Publication Date: 2023/07/07
Abstract: While online communication can be a great tool for sharing knowledge and opinions, it can also lead to cyberbullying and hatred towards individuals, and the popular Discord platform is no exception. This research aims to create a bot that can prevent cyberbullying incidents in the Discord app. Also, by focusing on the overall security of the bot, the proposed system aims to detect and prevent anomalies and SQL injection attacks. The introduction provides an overview of cyberbullying on Discord and other social media platforms. In the next section, it gives a detailed understanding of past research conducted in the realm of cyberbullying detection on social media using natural language processing techniques and deep learning.
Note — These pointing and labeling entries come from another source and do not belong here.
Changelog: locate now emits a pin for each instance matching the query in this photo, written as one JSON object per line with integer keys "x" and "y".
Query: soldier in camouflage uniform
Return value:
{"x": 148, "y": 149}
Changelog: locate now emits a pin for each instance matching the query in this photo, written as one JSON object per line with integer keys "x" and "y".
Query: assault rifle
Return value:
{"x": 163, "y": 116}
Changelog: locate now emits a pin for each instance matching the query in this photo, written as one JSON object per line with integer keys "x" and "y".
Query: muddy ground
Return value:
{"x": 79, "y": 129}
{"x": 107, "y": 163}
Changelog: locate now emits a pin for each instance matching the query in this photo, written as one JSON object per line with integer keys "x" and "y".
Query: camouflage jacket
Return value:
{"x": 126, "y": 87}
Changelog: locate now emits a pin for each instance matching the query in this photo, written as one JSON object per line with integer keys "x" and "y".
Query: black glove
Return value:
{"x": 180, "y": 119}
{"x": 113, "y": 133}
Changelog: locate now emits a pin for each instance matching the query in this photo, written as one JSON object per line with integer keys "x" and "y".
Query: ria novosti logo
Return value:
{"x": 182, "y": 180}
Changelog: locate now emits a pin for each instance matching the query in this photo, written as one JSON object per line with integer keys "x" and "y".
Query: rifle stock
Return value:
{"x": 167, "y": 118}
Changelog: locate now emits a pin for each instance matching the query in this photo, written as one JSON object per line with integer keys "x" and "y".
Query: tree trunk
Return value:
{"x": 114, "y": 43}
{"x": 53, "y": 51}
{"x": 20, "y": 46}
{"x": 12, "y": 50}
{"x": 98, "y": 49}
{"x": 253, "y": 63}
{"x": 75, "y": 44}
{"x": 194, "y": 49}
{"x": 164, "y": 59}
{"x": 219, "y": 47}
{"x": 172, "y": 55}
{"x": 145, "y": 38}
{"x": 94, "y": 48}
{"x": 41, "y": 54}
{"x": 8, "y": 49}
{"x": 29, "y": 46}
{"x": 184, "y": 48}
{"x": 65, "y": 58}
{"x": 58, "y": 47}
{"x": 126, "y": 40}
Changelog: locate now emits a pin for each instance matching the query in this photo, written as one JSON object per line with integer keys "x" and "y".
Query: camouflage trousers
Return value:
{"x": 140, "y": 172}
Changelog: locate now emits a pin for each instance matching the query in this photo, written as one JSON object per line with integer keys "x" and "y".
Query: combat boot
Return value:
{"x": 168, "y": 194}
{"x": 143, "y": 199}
The Methodology section focuses on the system architecture and design of text classification models, image classification models, audio classification models, and bot security. The proposed system effectively uses advanced natural language processing techniques and various machine learning classifiers to accurately detect cyberbullying messages in the domains of text, image, and audio on the Discord app.
Keywords: Cyberbullying Detection, Machine Learning Models, Phishing Link Detection, SQL Injection Detection, Content Analysis, Speech-to-Text Conversion, Optical Character Recognition, Event-Driven Programming, Discord Server.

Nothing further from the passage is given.